Ainsi, c'est avec impatience que le public vit une unite de l'armée se préparer a donner l'assaut à un "ennemi" imaginaire. A 15 heures tout était pret pour le spectacle. Et quel spectacle ! Dans un grand fracas de tirs automatiques et d'explosions, les troupes s'elancèrent. L'emerveillement tourna vite à l'inquiétude, lorsque des membres du public s'ecroulèrent ensanglantes. Quelques instants plus tard, le doute n'était plus permis : une grenade fit explosion au milieu de la foule,
décimant les spectateurs. Ensuite ce fut la panique et le sauve-qui-peut general.

Les organisateurs avaient manifestement omis de préciser aux autorités militaires que pour ce genre de demonstration il ne faut pas utiliser de balles réelles.

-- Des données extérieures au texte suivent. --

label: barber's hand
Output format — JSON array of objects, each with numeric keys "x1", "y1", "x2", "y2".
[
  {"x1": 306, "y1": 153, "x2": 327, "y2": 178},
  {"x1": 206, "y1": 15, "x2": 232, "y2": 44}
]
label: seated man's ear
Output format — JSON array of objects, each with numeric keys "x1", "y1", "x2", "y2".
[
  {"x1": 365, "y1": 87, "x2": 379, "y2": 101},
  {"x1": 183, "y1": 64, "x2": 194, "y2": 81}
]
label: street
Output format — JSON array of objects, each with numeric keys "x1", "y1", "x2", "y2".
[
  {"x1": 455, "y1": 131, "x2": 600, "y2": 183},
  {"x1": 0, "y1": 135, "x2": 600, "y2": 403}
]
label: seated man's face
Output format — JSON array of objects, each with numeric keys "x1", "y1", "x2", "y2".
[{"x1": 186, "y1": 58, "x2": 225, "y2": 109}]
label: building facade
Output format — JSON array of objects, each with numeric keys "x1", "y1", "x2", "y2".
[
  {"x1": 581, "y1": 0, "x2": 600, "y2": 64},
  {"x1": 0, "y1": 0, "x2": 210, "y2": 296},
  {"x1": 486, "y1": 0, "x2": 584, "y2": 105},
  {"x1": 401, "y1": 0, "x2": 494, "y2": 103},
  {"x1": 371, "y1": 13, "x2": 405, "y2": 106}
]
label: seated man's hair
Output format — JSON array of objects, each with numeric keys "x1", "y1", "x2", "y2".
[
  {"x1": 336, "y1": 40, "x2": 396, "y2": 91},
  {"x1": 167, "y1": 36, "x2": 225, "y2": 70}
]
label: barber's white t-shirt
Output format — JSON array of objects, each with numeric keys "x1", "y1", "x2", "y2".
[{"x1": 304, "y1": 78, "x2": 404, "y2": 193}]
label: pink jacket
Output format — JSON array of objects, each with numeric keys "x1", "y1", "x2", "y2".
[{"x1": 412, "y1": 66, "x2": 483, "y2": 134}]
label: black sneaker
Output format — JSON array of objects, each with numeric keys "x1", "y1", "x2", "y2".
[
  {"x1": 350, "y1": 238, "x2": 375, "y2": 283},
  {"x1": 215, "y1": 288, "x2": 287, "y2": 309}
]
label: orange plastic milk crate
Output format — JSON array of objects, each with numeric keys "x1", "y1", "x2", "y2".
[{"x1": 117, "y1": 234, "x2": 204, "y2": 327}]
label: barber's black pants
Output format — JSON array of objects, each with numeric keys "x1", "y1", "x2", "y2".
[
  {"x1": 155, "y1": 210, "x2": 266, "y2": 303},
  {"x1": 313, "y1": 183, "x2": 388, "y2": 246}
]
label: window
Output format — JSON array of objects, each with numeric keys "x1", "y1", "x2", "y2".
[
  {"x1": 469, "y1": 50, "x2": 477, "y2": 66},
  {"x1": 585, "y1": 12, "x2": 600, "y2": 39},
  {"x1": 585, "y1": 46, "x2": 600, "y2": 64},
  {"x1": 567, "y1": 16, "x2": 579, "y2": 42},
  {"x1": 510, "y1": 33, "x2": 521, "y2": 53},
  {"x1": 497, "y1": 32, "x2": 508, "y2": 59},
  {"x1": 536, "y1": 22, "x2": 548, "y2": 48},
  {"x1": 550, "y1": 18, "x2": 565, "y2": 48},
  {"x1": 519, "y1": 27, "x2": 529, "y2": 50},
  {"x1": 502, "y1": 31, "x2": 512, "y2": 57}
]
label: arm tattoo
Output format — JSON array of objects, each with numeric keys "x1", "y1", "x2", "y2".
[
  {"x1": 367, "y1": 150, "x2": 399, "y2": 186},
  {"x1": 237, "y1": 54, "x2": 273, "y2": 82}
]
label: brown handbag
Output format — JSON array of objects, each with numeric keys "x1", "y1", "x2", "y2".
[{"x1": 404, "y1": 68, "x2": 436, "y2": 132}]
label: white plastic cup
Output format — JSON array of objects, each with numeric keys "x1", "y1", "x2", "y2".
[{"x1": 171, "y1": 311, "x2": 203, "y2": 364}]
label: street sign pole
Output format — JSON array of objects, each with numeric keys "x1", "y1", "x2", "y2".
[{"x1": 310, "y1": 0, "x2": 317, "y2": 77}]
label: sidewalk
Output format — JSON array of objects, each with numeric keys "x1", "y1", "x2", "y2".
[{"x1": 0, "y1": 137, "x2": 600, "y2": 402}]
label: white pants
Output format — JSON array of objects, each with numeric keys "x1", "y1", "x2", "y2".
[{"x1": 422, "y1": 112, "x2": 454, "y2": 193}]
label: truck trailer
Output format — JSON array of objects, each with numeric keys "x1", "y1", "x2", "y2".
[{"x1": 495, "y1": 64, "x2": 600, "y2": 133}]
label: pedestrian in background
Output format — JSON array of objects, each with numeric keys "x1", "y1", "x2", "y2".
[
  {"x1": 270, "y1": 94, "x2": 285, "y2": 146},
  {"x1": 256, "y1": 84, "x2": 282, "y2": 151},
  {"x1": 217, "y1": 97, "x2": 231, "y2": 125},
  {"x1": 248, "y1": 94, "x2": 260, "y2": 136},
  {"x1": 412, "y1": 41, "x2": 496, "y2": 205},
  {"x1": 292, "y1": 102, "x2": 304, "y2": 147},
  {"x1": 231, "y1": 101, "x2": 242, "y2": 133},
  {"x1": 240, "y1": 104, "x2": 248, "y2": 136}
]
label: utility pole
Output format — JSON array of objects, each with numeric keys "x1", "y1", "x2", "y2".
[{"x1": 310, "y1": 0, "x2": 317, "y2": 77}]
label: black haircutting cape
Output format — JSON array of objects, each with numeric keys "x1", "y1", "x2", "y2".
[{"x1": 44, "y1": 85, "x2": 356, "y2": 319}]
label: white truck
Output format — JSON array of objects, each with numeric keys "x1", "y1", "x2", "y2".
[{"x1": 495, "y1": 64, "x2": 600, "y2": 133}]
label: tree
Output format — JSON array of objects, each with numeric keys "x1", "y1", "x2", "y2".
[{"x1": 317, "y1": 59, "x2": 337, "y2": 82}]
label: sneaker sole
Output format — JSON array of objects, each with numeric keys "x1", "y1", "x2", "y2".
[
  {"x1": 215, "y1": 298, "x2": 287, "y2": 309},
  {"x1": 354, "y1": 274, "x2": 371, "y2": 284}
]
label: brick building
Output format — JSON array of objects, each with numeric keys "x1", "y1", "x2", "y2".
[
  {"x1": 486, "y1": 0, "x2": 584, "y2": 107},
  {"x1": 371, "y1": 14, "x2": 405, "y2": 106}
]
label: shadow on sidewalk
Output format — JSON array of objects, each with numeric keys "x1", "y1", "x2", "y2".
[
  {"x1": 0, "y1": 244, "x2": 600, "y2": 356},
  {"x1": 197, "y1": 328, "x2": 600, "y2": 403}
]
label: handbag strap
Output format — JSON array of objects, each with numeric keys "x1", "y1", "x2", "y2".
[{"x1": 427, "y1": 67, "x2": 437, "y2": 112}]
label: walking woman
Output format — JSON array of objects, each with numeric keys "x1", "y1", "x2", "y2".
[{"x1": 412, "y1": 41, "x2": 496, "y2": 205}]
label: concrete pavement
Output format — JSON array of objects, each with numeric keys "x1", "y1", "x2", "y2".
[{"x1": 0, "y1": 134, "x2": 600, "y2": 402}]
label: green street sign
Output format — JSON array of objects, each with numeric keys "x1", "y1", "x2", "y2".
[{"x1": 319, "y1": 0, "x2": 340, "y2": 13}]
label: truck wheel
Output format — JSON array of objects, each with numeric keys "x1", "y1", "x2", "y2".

Dans une interview au journal le "HERALD" du 20 septembre, un pilote de l'Air Force of Zimbabwe dont l'helicoptere Alouette était exposé au sol, décrit comment il a essayé de s'enfuir apres avoir été touche par une balle a la jambe. "The airman said
it was strange for the soldiers to have fired live ammunition in public". C'est le moins qu'on puisse dire...


L'hebdomadaire du dimanche, "The Standard", fait état de 2 morts et 13 blesses dont 4 enfants. L'helicoptère est tout de meme parvenu a évacuer les blesses les plus gravement atteints. Contacté par le "Herald" pour fournir une explication sur les causes du tragique incident, le porte-parole de la Zimbabwe National Army (ZNA), le Major Masuku a déclaré qu'il n'avait aucun commentaire à faire car il était a Bulawayo pour le week- end.

Selon le "Standard", "The show did not stop despite the incident. It is going ahead but people are apprehensive". Sans blague !


Voilà. C'est ainsi que se passe la vie au Zimbabwe. Quand l'armée ne tire pas intentionnellement sur les civils (c'est comme ça qu'on disperse les manifestations anti-Mugabé là-bas), elle le fait par erreur. Il faut dire aussi qu'ils ont tellement l'habitude, il faut les excuser.

J'espère que Monsieur Chirac ne manquera pas d'inviter à nouveau Mugabé à l'Elysée pour son prochain passage en Europe et de lui serrer la main. C'est un vieux monsieur tout à fait respectable.



1 Commentaires:

Blogger Constantin a écrit...

Il n'est hélas pas le seul dictateur populaire. Il en est un autre qui jouit de la considération d'un nombre affligeant de soi-disant intellectuels. Apparemment, son track record en matière de répression de l'opposition et son régime de quasi-apartheid ne semble pas déranger ceux qui l'admirent. Quand à attendre que l'âge l'emporte, vu la longévité qui le caractérise, on risque d'attendre encore longtemps. Mais bon, tout le monde se contrefout du sort des cubains de base, surtout les pompeux imbéciles qui martèlent que la médecine et l'enseignement sont gratuits là-bas.